Metrics collection with Prometheus

We collect operational metrics about all the components of mybinder.org and create dashboards from them. This document details the components involved in collecting, storing and querying the metrics.

This is only for operational metrics - not for analytics on repositories built or traffic.

Metrics Storage + Querying

We use Prometheus to store and query our metrics.

What is Prometheus?

Prometheus is a Time Series Database optimized for storing operational metrics. It stores all data as streams of timestamped values belonging to the same metric and the same set of labels.

The metric name specifies the general feature of a system that is measured (e.g. http_requests_total - the total number of HTTP requests received).

A set of labels for the same metric name identifies a particular dimensional instantiation of that metric (for example: all HTTP requests that used the method POST to the /api/tracks handler would be represented as the time series http_requests_total{method="POST", handler="/api/tracks"}).

The prometheus documentation has more information on its data model and the different kinds of time series available. These two pages are fairly short and are highly recommended reading!

Querying

Prometheus has its own query language called PromQL, optimized for time series queries.

The prometheus documentation has fairly clear and thorough documentation on PromQL - basics, operators and functions. You do not need to become an expert, but a basic understanding is useful. There are also examples to pick up and play with!

prometheus.mybinder.org is our public prometheus installation, and you can practice your queries there!

Metrics Ingestion

Prometheus uses a pull model for metrics. It has a list of targets, and constantly polls them for their current state, and records what it gets back. The targets are supposed to respond to these HTTP requests with data in the prometheus format.

Our data is currently sourced from the following targets.

Node information

The node_exporter exports information about each node we run - CPU usage, memory left, disk space, etc. It provides fairly detailed info, usually prefixed with node_. This is not kubernetes specific.

Kubernetes information

kube-state-metrics exposes information about the kubernetes cluster - such as number of pods and the states they are in, number of nodes, etc. These are usually prefixed with kube_.
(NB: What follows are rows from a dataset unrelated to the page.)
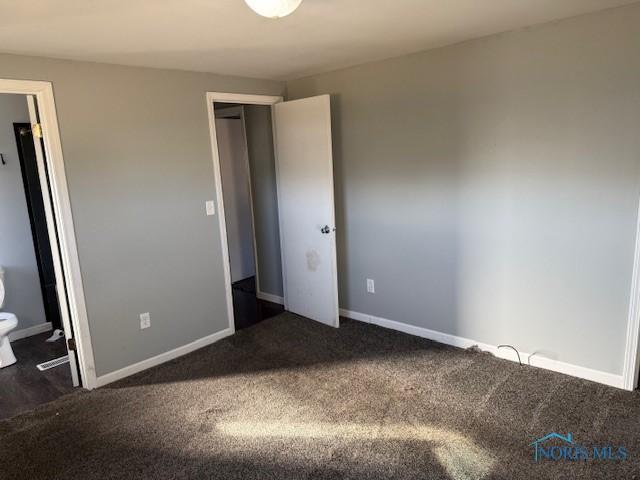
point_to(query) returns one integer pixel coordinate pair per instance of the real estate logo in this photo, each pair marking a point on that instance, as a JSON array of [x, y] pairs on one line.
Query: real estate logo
[[557, 447]]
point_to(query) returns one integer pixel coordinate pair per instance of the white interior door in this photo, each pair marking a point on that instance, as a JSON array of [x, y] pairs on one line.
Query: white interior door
[[65, 316], [232, 150], [304, 161]]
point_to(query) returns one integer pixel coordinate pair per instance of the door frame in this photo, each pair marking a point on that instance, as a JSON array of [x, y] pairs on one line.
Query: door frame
[[72, 290], [239, 111], [631, 362], [239, 98]]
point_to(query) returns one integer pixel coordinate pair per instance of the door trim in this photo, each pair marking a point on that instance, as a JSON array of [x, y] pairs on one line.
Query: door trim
[[222, 97], [631, 366], [65, 232]]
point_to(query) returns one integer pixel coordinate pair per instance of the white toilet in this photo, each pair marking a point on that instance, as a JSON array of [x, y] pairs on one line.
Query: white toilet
[[8, 322]]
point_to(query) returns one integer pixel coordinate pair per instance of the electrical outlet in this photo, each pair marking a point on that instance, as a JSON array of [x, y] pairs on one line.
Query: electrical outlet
[[145, 320], [371, 286]]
These only contain information from kubernetes API itself. For example, ‘how much RAM are these containers using’ is not recorded by kube-state-metrics, since that is not information that is available to the Kubernetes API. ‘how much RAM are these pods requesting’ is, however, available.

Container information

cadvisor provides detailed runtime information about all the containers running in the cluster. This is information mostly not available from kube-state-metrics - such as ‘how much RAM are these containers using right now’, etc. These are usually prefixed with container_.

HTTP request information

We use the nginx-ingress helm chart to let all HTTP traffic into our cluster. This allows us to use the nginx VTS exporter to collect information in prometheus about requests / responses. These metrics are prefixed with nginx_.

BinderHub information

BinderHub itself exposes metrics about its operations in the prometheus format, using the python prometheus client library. These are currently somewhat limited, and prefixed with binderhub_

Configuration

Prometheus is installed using the prometheus helm chart. This installs the following components:

  1. Prometheus server (storage + querying)

  2. node_exporter on every node

  3. A kube-state-metrics instance

cadvisor is already present on all nodes (it ships with the kubelet kubernetes component), and the prometheus helm chart has configuration that adds those as targets.

You can see the available options for configuring the prometheus helm chart in its values.yaml file. You can see the current configuration we have under the prometheus section of mybinder/values.yaml, config/prod.yaml and config/staging.yaml.